Der Amokfahrer von Leipzig, Jeffrey K., soll die Tat vorher angekündigt haben. „Ist schon lange kein Auto mehr in eine Menschenmenge gefahren“, schrieb er seiner Frau in einer Chatnachricht, wie die Zeit berichtet. Ein Sprecher der Polizei Leipzig bestätigte gegenüber der Zeitung, dass die Nachricht im Zuge der Ermittlungen von der Behörde gefunden wurde. Die Nachricht liegt der Polizei jedoch erst seit dem „Abend des Tatgeschehens“ vor.
Jeffrey K. und seine Ehefrau lebten bereits vor der Tat getrennt. Im März soll sie sich wegen des gemeinsamen Kindes an das Jugendamt gewandt haben.
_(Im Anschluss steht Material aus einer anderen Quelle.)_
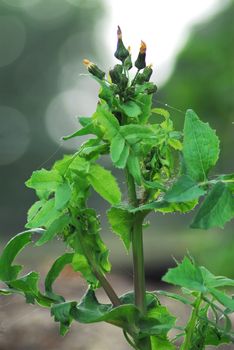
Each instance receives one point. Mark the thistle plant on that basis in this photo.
(166, 171)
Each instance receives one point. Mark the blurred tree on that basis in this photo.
(32, 34)
(203, 78)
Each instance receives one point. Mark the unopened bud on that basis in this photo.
(115, 73)
(121, 52)
(140, 62)
(93, 69)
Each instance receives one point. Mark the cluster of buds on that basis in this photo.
(118, 75)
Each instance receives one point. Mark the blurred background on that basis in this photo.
(43, 88)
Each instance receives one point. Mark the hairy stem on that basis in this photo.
(187, 344)
(137, 248)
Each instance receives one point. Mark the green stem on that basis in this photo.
(187, 344)
(137, 248)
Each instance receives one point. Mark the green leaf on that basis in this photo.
(45, 216)
(56, 227)
(187, 275)
(11, 250)
(185, 189)
(81, 264)
(89, 310)
(134, 133)
(121, 163)
(200, 147)
(62, 314)
(216, 209)
(162, 344)
(54, 272)
(131, 109)
(223, 298)
(62, 195)
(86, 130)
(104, 183)
(107, 120)
(44, 180)
(117, 147)
(134, 167)
(121, 223)
(145, 103)
(212, 281)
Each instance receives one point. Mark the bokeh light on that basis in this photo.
(12, 39)
(14, 135)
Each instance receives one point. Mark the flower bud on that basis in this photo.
(128, 61)
(115, 73)
(140, 62)
(93, 69)
(121, 52)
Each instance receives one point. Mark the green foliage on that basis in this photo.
(166, 171)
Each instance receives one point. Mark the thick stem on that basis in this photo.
(187, 344)
(137, 248)
(138, 263)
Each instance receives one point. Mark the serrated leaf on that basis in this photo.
(54, 272)
(185, 189)
(44, 180)
(162, 344)
(104, 183)
(62, 314)
(131, 109)
(45, 216)
(56, 227)
(161, 111)
(187, 275)
(122, 161)
(223, 298)
(62, 195)
(134, 167)
(134, 133)
(11, 250)
(81, 264)
(86, 130)
(107, 120)
(216, 209)
(121, 223)
(200, 147)
(117, 147)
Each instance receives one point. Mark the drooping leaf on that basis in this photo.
(223, 298)
(200, 147)
(117, 147)
(104, 183)
(187, 275)
(134, 167)
(134, 133)
(44, 180)
(45, 216)
(81, 264)
(160, 343)
(56, 227)
(122, 161)
(62, 195)
(62, 314)
(216, 209)
(185, 189)
(8, 271)
(121, 222)
(54, 272)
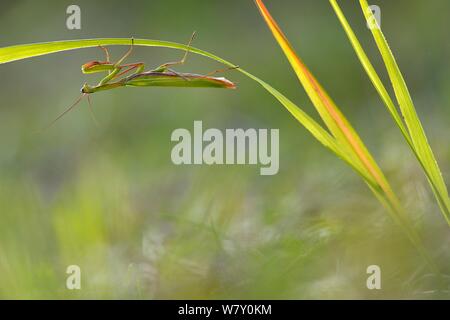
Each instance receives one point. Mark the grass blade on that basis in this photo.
(346, 136)
(416, 132)
(14, 53)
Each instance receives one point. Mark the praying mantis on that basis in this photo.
(119, 75)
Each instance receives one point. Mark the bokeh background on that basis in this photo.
(108, 198)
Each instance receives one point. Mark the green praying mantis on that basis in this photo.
(119, 75)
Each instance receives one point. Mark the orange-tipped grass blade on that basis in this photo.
(344, 133)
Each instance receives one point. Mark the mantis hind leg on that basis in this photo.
(165, 66)
(106, 52)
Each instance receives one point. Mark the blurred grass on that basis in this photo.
(154, 230)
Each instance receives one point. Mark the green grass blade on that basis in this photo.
(19, 52)
(370, 70)
(416, 131)
(14, 53)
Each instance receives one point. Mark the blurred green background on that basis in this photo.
(109, 199)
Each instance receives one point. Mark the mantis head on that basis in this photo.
(86, 89)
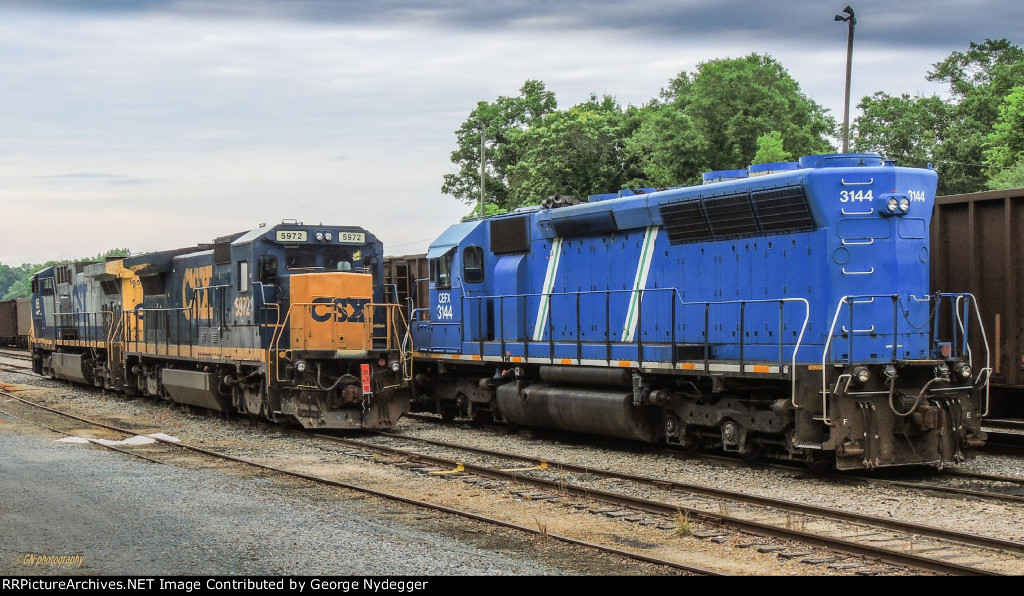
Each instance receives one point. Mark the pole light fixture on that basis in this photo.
(848, 17)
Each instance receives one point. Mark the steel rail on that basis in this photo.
(398, 498)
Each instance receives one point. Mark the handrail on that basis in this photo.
(960, 326)
(678, 301)
(984, 342)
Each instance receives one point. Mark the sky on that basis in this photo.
(159, 124)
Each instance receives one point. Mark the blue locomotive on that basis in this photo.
(781, 311)
(287, 323)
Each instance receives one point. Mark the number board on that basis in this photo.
(351, 238)
(291, 236)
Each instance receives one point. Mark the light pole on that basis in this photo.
(483, 202)
(848, 17)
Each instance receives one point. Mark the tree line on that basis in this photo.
(16, 282)
(731, 113)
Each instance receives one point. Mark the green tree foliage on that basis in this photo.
(905, 129)
(11, 278)
(710, 120)
(16, 282)
(733, 101)
(577, 152)
(1006, 141)
(502, 122)
(770, 150)
(979, 81)
(1012, 177)
(667, 147)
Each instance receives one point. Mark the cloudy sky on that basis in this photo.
(157, 124)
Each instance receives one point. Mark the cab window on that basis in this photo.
(300, 257)
(267, 269)
(440, 269)
(472, 264)
(243, 275)
(337, 259)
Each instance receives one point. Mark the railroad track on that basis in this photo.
(1004, 488)
(720, 509)
(276, 469)
(808, 524)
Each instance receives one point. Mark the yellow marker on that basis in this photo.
(458, 469)
(543, 466)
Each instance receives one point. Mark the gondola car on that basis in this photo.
(781, 311)
(14, 323)
(287, 323)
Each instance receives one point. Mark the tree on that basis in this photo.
(905, 129)
(979, 80)
(732, 102)
(1012, 177)
(770, 150)
(667, 147)
(578, 152)
(16, 282)
(502, 122)
(1006, 141)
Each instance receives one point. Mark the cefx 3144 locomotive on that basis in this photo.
(782, 310)
(287, 323)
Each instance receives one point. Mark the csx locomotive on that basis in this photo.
(782, 310)
(287, 323)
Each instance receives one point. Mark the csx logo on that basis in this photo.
(343, 309)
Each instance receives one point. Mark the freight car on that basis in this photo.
(978, 247)
(14, 323)
(286, 323)
(779, 311)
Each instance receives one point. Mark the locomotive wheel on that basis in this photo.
(819, 464)
(753, 453)
(449, 412)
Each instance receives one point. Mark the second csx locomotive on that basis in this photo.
(784, 310)
(286, 323)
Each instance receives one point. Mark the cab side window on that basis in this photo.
(472, 264)
(440, 269)
(266, 267)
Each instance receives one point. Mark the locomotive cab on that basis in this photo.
(783, 310)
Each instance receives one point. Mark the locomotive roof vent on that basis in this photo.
(556, 201)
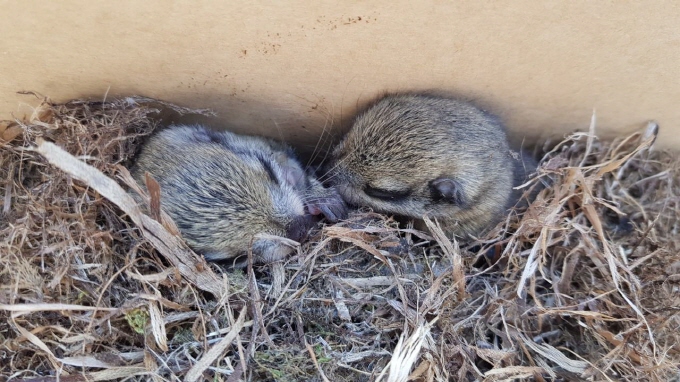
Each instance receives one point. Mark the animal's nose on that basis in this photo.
(298, 228)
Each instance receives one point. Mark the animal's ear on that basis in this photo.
(449, 190)
(294, 175)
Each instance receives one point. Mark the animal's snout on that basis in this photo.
(298, 228)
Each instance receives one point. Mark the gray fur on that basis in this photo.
(437, 156)
(223, 189)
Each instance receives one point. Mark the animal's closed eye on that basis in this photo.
(389, 195)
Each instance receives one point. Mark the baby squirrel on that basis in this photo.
(417, 154)
(225, 190)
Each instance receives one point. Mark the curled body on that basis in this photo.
(417, 155)
(226, 192)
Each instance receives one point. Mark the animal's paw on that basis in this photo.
(330, 205)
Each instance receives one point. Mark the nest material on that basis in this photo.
(582, 286)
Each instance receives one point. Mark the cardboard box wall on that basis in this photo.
(290, 69)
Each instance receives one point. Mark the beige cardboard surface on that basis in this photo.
(289, 68)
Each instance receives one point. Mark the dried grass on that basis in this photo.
(583, 286)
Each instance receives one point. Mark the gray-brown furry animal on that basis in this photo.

Einen Monat später habe sie bei der Polizei mehrere Anzeigen wegen Bedrohung, Beleidigung und Verleumdung gestellt. K. soll damit gedroht haben, seine Frau umzubringen. Stimmen im Kopf hätten ihm dies befohlen. Bereits Ende 2025 soll K. psychisch auffällig geworden sein und seiner Frau mit Gewalt gedroht haben, wie die Zeitung unter Berufung auf das Umfeld der Frau berichtet. Eine Nachricht der Zeit ließ die Frau unbeantwortet.
Einen Tag, nachdem er seiner Frau am 16. April damit gedroht hatte, sie zu töten, rief der mutmaßliche Amokfahrer bei der Polizei an. Er wollte sich in ein psychiatrisches Krankenhaus einweisen lassen. Dann wurde er in das Krankenhaus Altscherbitz gebracht, das er am 29. April wieder freiwillig verließ. Wie er im Krankenhaus behandelt wurde, ob er beispielsweise Medikamente erhielt, wollen weder die Leipziger Behörden noch die Einrichtung selbst mitteilen.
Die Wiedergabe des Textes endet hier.